Griot Institute: Jones speaks to students

By Heather Hennigan


On Thursday, Jan. 26, author Tayari Jones spent the day on campus, engaging with students in a personal, relaxed discussion group and a formal reading of her most recent novel, “Silver Sparrow.”

Students were able to meet Jones during the discussion group and learn about her personal life.

Her lecture briefly touched upon many facets of her life, including her early childhood, her educational experiences and the beginning of her writing career. During the recounting of her life’s many ups and downs, she elaborated on one of her personal beliefs: “Everyone,” she said, “pays their dues, but just at different times. Some people start out with a privileged upbringing and encounter a bumpy road along the way, others hit roadblocks early on until things smooth over later, and the really lucky ones get to pay a little bit at a time–-but no matter what, we’re always paying them.”

Jones also explained her inspiration for “Silver Sparrow,” which features a man, two daughters, two wives and the double life they live, though only one family knows about the bigamy.

Jones began by explaining her own life inspired the plot, and added with a laugh, “My father’s not a bigamist, he’s a political scientist!” In reality, Jones actually felt privileged over her two older half-sisters, who had grown up in a more oppressive era with single mothers and minimal interaction with their father, while she was born 10 years later into a stable family environment with a father who had become much more devoted.
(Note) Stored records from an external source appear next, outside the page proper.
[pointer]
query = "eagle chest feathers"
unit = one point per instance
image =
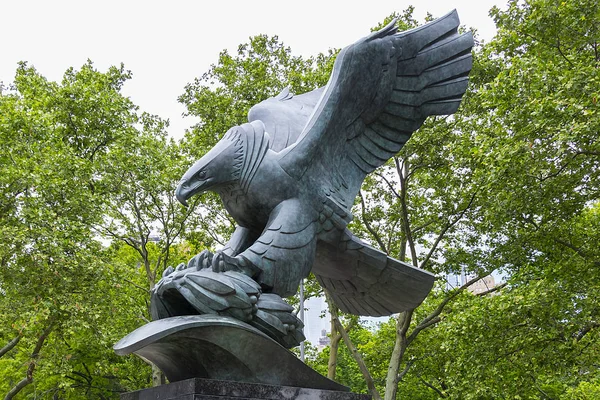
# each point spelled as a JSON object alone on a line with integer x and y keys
{"x": 291, "y": 190}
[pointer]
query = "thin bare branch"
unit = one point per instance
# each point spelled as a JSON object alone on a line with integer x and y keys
{"x": 368, "y": 225}
{"x": 432, "y": 318}
{"x": 357, "y": 357}
{"x": 448, "y": 226}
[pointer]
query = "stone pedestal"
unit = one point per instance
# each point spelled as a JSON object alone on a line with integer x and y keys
{"x": 208, "y": 389}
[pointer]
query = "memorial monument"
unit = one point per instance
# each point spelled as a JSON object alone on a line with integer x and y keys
{"x": 289, "y": 178}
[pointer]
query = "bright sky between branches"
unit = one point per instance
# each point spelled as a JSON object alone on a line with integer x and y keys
{"x": 168, "y": 44}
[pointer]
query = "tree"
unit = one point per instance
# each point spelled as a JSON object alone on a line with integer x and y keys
{"x": 57, "y": 286}
{"x": 497, "y": 187}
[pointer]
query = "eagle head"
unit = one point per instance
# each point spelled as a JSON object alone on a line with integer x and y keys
{"x": 220, "y": 166}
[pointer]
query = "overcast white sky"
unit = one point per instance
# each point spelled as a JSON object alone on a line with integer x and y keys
{"x": 168, "y": 43}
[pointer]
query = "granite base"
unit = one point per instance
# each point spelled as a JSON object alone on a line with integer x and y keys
{"x": 208, "y": 389}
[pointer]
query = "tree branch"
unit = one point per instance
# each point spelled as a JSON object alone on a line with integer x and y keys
{"x": 401, "y": 171}
{"x": 10, "y": 345}
{"x": 357, "y": 357}
{"x": 448, "y": 226}
{"x": 430, "y": 386}
{"x": 368, "y": 225}
{"x": 32, "y": 363}
{"x": 432, "y": 318}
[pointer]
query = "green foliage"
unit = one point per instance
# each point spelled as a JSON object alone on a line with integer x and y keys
{"x": 58, "y": 286}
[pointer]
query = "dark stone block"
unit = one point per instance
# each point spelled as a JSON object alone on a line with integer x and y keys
{"x": 208, "y": 389}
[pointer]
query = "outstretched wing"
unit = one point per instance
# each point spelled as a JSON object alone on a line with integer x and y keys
{"x": 381, "y": 90}
{"x": 365, "y": 281}
{"x": 284, "y": 116}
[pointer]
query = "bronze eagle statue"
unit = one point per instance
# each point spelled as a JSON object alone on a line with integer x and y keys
{"x": 290, "y": 175}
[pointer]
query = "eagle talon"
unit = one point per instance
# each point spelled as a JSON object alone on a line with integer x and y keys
{"x": 200, "y": 261}
{"x": 222, "y": 262}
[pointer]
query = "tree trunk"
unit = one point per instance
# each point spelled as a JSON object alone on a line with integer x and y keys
{"x": 334, "y": 345}
{"x": 32, "y": 362}
{"x": 10, "y": 345}
{"x": 158, "y": 378}
{"x": 391, "y": 381}
{"x": 357, "y": 357}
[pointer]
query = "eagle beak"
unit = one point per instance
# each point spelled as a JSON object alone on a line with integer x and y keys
{"x": 181, "y": 193}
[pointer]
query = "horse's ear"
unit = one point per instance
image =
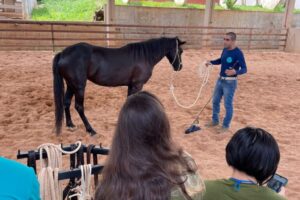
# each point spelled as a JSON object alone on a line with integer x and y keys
{"x": 182, "y": 42}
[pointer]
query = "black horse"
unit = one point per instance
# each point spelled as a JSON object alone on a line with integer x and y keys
{"x": 130, "y": 65}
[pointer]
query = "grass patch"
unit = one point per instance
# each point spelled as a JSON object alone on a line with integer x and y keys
{"x": 171, "y": 4}
{"x": 166, "y": 4}
{"x": 66, "y": 10}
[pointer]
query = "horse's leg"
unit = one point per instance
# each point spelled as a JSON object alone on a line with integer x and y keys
{"x": 135, "y": 88}
{"x": 129, "y": 90}
{"x": 68, "y": 99}
{"x": 79, "y": 99}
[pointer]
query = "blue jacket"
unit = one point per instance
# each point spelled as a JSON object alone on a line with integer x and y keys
{"x": 231, "y": 59}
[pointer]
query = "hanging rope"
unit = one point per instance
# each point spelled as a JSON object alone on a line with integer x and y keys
{"x": 204, "y": 73}
{"x": 83, "y": 192}
{"x": 48, "y": 177}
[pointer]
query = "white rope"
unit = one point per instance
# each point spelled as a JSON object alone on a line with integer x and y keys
{"x": 50, "y": 187}
{"x": 83, "y": 192}
{"x": 204, "y": 73}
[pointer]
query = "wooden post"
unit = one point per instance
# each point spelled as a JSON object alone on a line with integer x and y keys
{"x": 288, "y": 15}
{"x": 250, "y": 39}
{"x": 209, "y": 6}
{"x": 109, "y": 18}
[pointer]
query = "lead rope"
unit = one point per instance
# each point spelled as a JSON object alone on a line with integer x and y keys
{"x": 204, "y": 73}
{"x": 48, "y": 176}
{"x": 83, "y": 192}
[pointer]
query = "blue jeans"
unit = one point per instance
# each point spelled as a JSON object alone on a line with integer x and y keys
{"x": 224, "y": 88}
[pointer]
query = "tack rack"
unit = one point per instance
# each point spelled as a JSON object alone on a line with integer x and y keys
{"x": 74, "y": 172}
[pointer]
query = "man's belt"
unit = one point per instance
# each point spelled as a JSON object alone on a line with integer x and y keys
{"x": 228, "y": 78}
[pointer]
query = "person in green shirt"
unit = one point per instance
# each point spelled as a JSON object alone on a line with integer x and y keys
{"x": 144, "y": 163}
{"x": 253, "y": 155}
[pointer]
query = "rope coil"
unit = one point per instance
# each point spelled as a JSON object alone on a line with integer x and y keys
{"x": 204, "y": 73}
{"x": 48, "y": 177}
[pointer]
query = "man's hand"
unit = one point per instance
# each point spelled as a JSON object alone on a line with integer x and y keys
{"x": 230, "y": 72}
{"x": 207, "y": 63}
{"x": 282, "y": 191}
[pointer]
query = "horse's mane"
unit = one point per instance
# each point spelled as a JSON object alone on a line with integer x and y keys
{"x": 150, "y": 49}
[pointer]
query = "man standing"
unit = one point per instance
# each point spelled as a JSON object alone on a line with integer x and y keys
{"x": 232, "y": 65}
The discussion wrapped up with a question-and-answer session, where a participant asked Jones if she began writing “Silver Sparrow” with a complete plot in her head. Without hesitation, Jones replied, “No, not at all!” and explained that if she had an end in mind, the book was done–-there was no room for a true story if the author knew where it was going to go.

Though she called her do-it-as-you-go writing style a bit risky, she assured the audience that she wouldn’t have it any other way. When asked what made a good story, “Raise the stakes. Take an event and ‘crank it up’-–add a little more drama or depth,” Jones said.

Without the usual pressure of a fancy speech or a big crowd, the discussion group was able to engage in Jones’ speech and presentation. Even though it was a smaller, more low-key event, it was an enriching experience for all in attendance.